Merge Sorted Files by Timestamp¶

Combine multiple log files into one chronological stream without loading everything into memory first.

When This Guide Helps¶

You have one file per host, pod, service, or rotation window.
Each file is already internally sorted by timestamp.
You want to reconstruct a single incident timeline across those files.
The files are large enough that pre-sorting them would be expensive or awkward.

What `--merge-sorted` Actually Guarantees¶

--merge-sorted merges already sorted inputs. It does not perform a full global sort over all events in all files.

Kelora keeps one pending event from each input file, emits the earliest timestamp, then advances only that file. The result is efficient and streaming-friendly:

Memory stays bounded by the number of open input files, not total file size.
Output becomes available immediately instead of after a full read/sort pass.
Large archive sets remain practical to process in one command.

The tradeoff is straightforward: Kelora is strict about mergeability. If one file is out of order, missing timestamps, or cannot be parsed well enough to extract timestamps, the merge aborts instead of guessing.

Practical Example¶

Imagine three collectors writing one JSONL file each:

api-a.jsonl
api-b.jsonl
worker.jsonl

Each file is chronological on its own, but the timestamps overlap across files. You want one merged view for an outage investigation.

kelora -j api-a.jsonl api-b.jsonl worker.jsonl \
  --merge-sorted \
  -k timestamp,service,level,message

This gives you a single interleaved timeline such as:

2026-04-09T09:41:02Z api-a  WARN  upstream latency rising
2026-04-09T09:41:03Z worker INFO  retry queue depth=120
2026-04-09T09:41:04Z api-b  ERROR database timeout
2026-04-09T09:41:05Z api-a  ERROR request failed

That is often exactly what you need during incident work: one timeline across multiple already-ordered sources, without paying for a heavyweight sort step.

Why This Is Useful Despite the Sorting Requirement¶

In practice, many log sources are naturally append-only and already ordered:

One file per service instance
One shard per hour or day
One collector output per host
One rotated file per process

For those cases, --merge-sorted solves the real problem: merge several ordered streams into one ordered stream.

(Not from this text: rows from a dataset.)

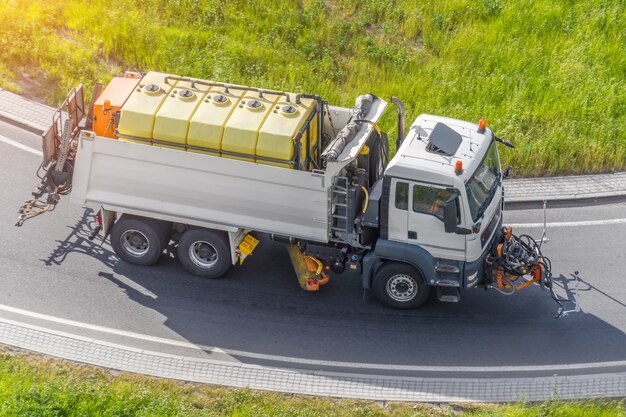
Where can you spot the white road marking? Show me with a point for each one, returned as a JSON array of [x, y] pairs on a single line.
[[20, 146], [570, 224], [289, 359]]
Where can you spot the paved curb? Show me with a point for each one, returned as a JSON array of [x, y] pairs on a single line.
[[581, 189], [27, 114], [331, 384]]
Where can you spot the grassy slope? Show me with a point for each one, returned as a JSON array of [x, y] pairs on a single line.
[[549, 76], [31, 385]]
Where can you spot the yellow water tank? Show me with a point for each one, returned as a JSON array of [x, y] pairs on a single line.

A true global sort would require one of these heavier approaches:

Buffer all events in memory
Spill to disk and run an external sort
Delay output behind a bounded reordering window

Those approaches make sense for a different class of feature. For normal operations work, a streaming merge is usually the better tradeoff.

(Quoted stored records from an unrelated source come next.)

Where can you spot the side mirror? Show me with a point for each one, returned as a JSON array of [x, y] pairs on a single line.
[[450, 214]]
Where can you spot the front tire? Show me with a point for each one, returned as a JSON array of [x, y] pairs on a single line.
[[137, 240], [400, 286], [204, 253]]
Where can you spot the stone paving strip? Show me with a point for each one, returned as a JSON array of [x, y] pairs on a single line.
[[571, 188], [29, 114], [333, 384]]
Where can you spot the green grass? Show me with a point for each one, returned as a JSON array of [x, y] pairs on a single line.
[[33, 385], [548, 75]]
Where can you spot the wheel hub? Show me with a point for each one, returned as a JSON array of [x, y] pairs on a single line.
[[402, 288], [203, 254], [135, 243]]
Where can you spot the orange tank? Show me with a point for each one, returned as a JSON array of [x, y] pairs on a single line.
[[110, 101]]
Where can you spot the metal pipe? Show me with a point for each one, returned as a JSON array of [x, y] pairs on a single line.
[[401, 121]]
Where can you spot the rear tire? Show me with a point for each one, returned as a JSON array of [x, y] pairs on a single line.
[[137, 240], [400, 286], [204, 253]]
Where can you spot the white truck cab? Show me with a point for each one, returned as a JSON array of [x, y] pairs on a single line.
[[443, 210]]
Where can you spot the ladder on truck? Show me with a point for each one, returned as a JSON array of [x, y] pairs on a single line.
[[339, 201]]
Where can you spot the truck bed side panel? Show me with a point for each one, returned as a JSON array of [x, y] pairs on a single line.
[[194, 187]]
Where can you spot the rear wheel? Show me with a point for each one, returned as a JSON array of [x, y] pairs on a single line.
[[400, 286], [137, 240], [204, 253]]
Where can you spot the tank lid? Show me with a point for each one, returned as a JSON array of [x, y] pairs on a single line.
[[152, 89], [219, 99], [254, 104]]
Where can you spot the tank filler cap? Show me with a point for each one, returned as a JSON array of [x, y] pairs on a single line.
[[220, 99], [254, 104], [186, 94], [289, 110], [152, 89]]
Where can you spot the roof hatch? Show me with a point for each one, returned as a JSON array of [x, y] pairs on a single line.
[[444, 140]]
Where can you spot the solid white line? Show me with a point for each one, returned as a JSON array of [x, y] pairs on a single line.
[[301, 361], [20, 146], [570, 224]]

Recommended Usage Pattern¶

Be explicit about the parser so Kelora can extract timestamps predictably. Kelora auto-detects common timestamp field names such as timestamp and ts; add --ts-field <field> only when your data uses a different key:

kelora -j shard-*.jsonl --merge-sorted -J
kelora -f logfmt app-*.log --merge-sorted --ts-field ts -F json

Good fits:

JSON Lines with timestamp or ts fields
Logfmt files with a stable timestamp key
Rotated files where each file was written sequentially

Poor fits:

Files known to contain clock rewrites or backfilled old events
Inputs that mix unrelated formats line by line
CSV/TSV workflows, which are not supported by --merge-sorted today

Common Gotchas¶

--merge-sorted is incompatible with --parallel
Auto-detection must resolve to a concrete format before merging
Before emitting the first event, Kelora must find one timestamped event in every input file
If one file is internally out of order, --merge-sorted aborts at the first offending event
Missing timestamps and merge-time parse failures are fatal in all modes; use --ts-field <field> when the timestamp is stored under a non-default key
Output is still streamed. If a late merge error occurs after some events were emitted, that prefix remains valid; Kelora stops instead of trying to recover ordering

When you suspect disorder inside a file, inspect a sample first:

kelora -j shard-01.jsonl --take 20 -k timestamp,message

Incident-Oriented Variant¶

Merge first, then apply your normal filters:

kelora -j api-*.jsonl worker-*.jsonl \
  --merge-sorted \
  --since '2026-04-09 09:40' \
  --until '2026-04-09 10:00' \
  -l error,warn \
  -k timestamp,service,request_id,message

This works well when an incident spans multiple components and each component logged to its own ordered file.